18 October, 11.50-13.30, room 2.6 (Palazzo di Lingue)
Tzachi Zamir is an Israeli philosopher and literary critic specialising in the philosophy of literature , the philosophy of theatre and animal ethics.
Tzachi Zamir studied at the Hebrew University of Jerusalem and then Tel-Aviv University. He is Professor of English and General & Comparative Literature in the English Department at the Hebrew University of Jerusalem.
He is the author of the 2006 book Double Vision: Moral Philosophy and Shakespearean Drama and the 2007 book Ethics & the Beast: A Speciesist Argument for Animal Liberation, both published by Princeton university Press. His 2014 book Acts: Theater, Philosophy, and the Performing Self was published by the University of Michigan Press. In 2018, he published both the monograph Ascent: Philosophy and Paradise Lost and the edited collection Shakespeare’s Hamlet: Philosophical Reflections with Oxford University Press.

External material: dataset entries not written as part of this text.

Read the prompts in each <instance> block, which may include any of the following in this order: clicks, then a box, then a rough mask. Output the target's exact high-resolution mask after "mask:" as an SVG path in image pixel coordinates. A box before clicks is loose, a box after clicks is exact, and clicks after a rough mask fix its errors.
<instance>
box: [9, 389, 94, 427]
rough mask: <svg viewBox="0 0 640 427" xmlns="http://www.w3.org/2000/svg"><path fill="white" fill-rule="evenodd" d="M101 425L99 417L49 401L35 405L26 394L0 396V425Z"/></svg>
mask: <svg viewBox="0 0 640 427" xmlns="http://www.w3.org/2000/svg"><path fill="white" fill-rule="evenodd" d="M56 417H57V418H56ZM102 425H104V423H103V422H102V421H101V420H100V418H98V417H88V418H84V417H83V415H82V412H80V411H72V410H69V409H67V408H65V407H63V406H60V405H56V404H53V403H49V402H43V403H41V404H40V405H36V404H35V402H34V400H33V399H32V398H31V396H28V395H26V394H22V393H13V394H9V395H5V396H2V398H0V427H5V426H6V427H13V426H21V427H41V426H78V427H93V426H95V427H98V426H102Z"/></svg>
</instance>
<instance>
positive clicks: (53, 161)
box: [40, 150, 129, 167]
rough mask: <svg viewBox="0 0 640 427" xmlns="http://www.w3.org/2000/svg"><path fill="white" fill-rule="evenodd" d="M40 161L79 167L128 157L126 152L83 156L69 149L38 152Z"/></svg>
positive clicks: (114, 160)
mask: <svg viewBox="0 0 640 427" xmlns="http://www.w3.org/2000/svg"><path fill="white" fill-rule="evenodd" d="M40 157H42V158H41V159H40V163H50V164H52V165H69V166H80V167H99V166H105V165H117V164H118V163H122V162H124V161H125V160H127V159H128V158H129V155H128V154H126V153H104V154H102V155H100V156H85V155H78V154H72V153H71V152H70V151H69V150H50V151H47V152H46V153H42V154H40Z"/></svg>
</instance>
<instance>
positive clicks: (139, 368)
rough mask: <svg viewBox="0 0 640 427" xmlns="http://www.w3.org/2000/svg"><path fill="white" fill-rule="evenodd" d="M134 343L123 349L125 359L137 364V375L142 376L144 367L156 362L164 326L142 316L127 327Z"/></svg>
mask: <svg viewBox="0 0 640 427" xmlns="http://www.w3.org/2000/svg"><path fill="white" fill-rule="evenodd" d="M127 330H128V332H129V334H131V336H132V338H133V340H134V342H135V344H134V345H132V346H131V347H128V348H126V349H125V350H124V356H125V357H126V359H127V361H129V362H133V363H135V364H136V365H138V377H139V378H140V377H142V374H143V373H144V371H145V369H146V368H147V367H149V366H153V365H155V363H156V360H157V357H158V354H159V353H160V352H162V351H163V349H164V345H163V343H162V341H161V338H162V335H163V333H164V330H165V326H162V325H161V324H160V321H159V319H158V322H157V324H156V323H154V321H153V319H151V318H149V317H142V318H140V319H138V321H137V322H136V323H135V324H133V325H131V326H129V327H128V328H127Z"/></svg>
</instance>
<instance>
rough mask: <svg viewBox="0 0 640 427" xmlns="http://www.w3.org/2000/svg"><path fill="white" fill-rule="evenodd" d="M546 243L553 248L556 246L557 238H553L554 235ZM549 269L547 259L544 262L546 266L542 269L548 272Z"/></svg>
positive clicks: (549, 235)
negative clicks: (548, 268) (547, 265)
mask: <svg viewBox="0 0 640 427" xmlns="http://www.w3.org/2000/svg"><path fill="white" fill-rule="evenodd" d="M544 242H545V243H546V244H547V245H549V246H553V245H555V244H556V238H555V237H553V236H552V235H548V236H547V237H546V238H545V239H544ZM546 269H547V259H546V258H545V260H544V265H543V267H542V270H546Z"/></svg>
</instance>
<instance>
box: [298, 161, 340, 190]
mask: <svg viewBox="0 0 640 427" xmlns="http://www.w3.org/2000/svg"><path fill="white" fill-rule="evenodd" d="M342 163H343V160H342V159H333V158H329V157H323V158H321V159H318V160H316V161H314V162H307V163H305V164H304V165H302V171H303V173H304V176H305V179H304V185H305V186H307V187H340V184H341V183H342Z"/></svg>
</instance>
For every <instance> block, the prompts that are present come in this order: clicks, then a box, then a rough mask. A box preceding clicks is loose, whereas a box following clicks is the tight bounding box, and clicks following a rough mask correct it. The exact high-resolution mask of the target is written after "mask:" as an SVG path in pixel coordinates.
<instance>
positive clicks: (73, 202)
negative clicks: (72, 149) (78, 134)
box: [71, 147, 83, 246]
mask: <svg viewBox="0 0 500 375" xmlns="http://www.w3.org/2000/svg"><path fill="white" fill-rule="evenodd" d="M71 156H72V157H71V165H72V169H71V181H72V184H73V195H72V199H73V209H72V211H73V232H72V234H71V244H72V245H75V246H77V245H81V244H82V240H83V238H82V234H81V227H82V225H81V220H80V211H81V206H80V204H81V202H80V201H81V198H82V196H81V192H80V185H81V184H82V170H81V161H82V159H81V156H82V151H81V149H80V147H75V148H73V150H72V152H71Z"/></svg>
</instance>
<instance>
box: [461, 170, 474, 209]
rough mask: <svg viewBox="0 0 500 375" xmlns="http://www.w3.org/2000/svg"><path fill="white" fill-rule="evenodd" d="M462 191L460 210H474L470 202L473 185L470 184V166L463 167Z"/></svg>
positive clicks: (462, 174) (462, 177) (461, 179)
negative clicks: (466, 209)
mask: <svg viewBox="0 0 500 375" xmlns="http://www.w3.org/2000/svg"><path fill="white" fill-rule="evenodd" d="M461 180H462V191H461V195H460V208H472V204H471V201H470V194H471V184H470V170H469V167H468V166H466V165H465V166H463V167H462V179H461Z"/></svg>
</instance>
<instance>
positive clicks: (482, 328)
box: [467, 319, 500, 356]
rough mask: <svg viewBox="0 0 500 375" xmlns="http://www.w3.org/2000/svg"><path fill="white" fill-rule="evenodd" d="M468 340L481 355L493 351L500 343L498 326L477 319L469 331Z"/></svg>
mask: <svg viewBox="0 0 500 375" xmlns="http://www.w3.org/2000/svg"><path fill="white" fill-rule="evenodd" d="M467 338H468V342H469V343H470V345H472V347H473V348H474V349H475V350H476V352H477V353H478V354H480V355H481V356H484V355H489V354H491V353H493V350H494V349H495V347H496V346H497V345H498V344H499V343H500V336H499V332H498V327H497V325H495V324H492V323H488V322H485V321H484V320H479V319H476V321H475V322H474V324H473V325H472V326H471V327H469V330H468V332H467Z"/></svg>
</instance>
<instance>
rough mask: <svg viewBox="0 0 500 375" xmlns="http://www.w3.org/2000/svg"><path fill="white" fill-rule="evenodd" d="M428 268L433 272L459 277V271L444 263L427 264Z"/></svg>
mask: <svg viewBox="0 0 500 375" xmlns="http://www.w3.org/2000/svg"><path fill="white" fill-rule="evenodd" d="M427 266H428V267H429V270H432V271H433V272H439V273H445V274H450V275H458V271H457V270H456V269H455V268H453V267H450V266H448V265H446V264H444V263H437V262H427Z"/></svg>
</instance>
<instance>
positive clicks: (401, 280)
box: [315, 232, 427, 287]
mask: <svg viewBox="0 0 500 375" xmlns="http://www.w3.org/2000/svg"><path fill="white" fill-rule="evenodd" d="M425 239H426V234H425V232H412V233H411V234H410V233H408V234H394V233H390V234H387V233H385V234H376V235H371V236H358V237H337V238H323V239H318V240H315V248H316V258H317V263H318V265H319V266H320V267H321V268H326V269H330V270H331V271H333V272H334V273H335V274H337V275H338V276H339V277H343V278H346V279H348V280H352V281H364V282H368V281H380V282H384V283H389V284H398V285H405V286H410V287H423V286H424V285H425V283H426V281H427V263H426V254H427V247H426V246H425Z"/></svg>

Friendship in Shakespeare – Abstract
Tzachi Zamir – The Hebrew University of Jerusalem
Friendship is a value that has been praised since antiquity. Cicero, Seneca and many others regarded friendship both as indicating a noble character, but also as ennobling: the exercise of the capacity to establish deep relations and commitments not due to blood-ties or political obligations. Yet, although contemporaries such as Montaigne were wholeheartedly endorsing the friendship tradition, the attitude of Shakespeare’s plays toward it is skeptical. Why? I will suggest that Shakespeare captured a tension built into the philosophy of friendship already in Aristotle and Plutarch: how friendship is at once other-regarding but also predicated upon some degree of self-love. The doubt expressed by Shakespeare’s plays is that once self-love is put under substantive pressure, friendship tends to give way. The point is not simply that selfishness is more powerful than friendship. It is, rather, that some forms of self-love block or displace love to others.